El fetichismo de la mercancía es como afirmaba el sociólogo alemán, Carlos Marx, se refirió al auge y empuje que adquiere la mercancía como resultado de la aparición del modo de producción capitalista: todo adquirió valor de cambio, en un mundo donde el capital impuso sus reglas y cambió la visión pasiva de los bienes de consumo, uso y cambio.
Por tanto, en la sociedad moderna, el dinero sustituyó al esclavo, al ganado y a la tierra, para mimetizarse en una moneda de cambio que permitía, enriquecerse, adquirir bienes y acumular poder económico y por supuesto, político. Con el tiempo, muchos de estos procesos fueron transformando las prioridades sociales y haciendo que todo terminara en una mercancía, con un grado de necesidad y demanda que traducen las prácticas sociales y resultados del conocimiento, en moneda de cambio también.
En su momento, la cultura también se orientó como bien de cambio, aunque no con las dimensiones estrictamente materiales de la simple mercancía. La cultura fue reconsiderada en su dimensión material, cuidando en todo momento su esencia, pero sabiendo de su valor monetario, aunque no estrictamente como un producto comercial convencional, aunque sí con valor de cambio igual.
Estas transformaciones produjeron un cambio de percepción, en el sentido de que es la cultura, no sólo un medio de vida para la subsistencia del ser humano y la reproducción del grupo, sino también, un instrumento de desarrollo y un bien de cambio.
Explicando esta complejidad social de la cultura, se crea el concepto de industria creativa o cultural. Todo creando un espacio a la cultura, de modelo sostenible de desarrollo, que devuelva a quienes, el don del encantamiento que proyecta y el talento que posee en sí mismo, le genera un grado de compensación material más allá de su funcionalidad social…Sus dominios, apropiaciones, particularismos, especialidades del saber y de sus prácticas, hacen de la cultura, un escenario de representación que permita promoverla, por sus implicaciones e impacto sensorial, en un recurso de valor de cambio, pues se debe cobrar por su uso público, la divulgación de sus dominios particulares y por la autoría de la misma.

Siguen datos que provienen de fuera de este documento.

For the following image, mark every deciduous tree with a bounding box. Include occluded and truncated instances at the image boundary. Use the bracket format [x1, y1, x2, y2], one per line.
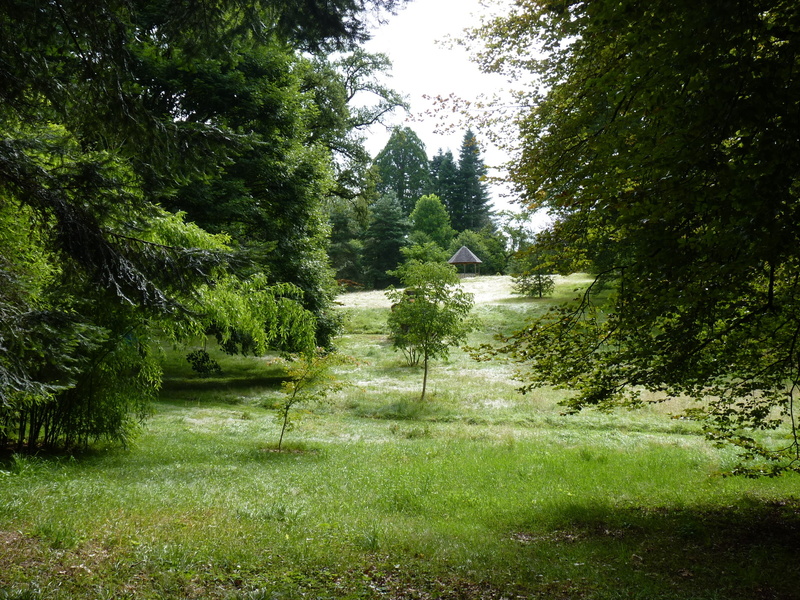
[472, 0, 800, 474]
[387, 262, 475, 401]
[409, 194, 456, 250]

El carnaval atraviesa por el dilema de cómo organizar esta tarea, cómo hacer que el carnaval como espectáculo, sea portador de alegría y divertimento, sociológicamente, una catarsis. Es también el carnaval un medio expedito para crear fuentes de empleos, riquezas y medios de vida de quienes, de una forma u otra, se ven envueltos en sus redes.
Los recursos se mueven en cantidades altas, el dinero circula desde distintos focos de atención, sin embargo, los carnavaleros ven poco sus resultados. La industria creativa del carnaval, no se puede reducir erróneamente a la comercialización de la festividad, sino hacia dónde van esos fondos, quiénes y por qué terminan siendo los beneficiarios?
Comercialización no es pecado en sí, es la manera en que se mueven los fondos, hacia dónde terminan los beneficios, quiénes se hacen representar en estas conversaciones?, pero al carnavalero, de todo lo que se mueve, le llega poco.
Así mismo, no es lo mismo comercialización que la cultura como industria cultural. Tal vez lo cuestionado en estos casos son los criterios sobre los cuales se definen las prioridades y los beneficiarios. Quiénes y por qué se quedan fuera los protagonistas de la acción cultural, del beneficiario monetario que generan ellos.
La industria cultural es un mecanismo de regulación de todo el potencial de recursos y beneficiarios del carnaval. La tarea es saber cómo articular los portadores del hecho cultural con fondos económicos, sabiendo que en esta red socioeconómica, son muchos los beneficiarios: portadores, intermediarios, comerciantes, artesanos, coreógrafos, músicos, artistas en sentido general, sastres, modistas, otros oficios y facilitadores de servicios que también son tocados por el manto económico que allí se mueve, no es malo eso, sino cómo crear pautas reglamentarias para que el destinatario final, no sea uno, sino muchos otros, generándose una estructura comercial y de activad económica, que bien normada, ha de beneficiar a muchos, en especial a los carnavaleros.
La comercialización por su lado, al reemplazar a los actores originales a través de intermediarios, desvirtúa su carácter de industria cultural. Concentra en pocos los beneficiarios, margina los portadores o los reduce a ínfimos montos, se adueñan de la organización, trazan la pauta del carnaval y terminan definiendo su perfil.
Revisemos pues la manera en que se están comercializando nuestros carnavales, que mal le hace a su esencia. De qué manera esta comercialización y los beneficiarios no son los portadores y por supuesto, cómo crear un reglamento para estas prácticas, evitando que se pierda la esencia, sin que ello implique su negatividad, es importante comercializarlo y articularlo al desarrollo como industria cultural, pero en todo caso, regulado y normado, siendo el Ministerio de Cultura, su principal regulador.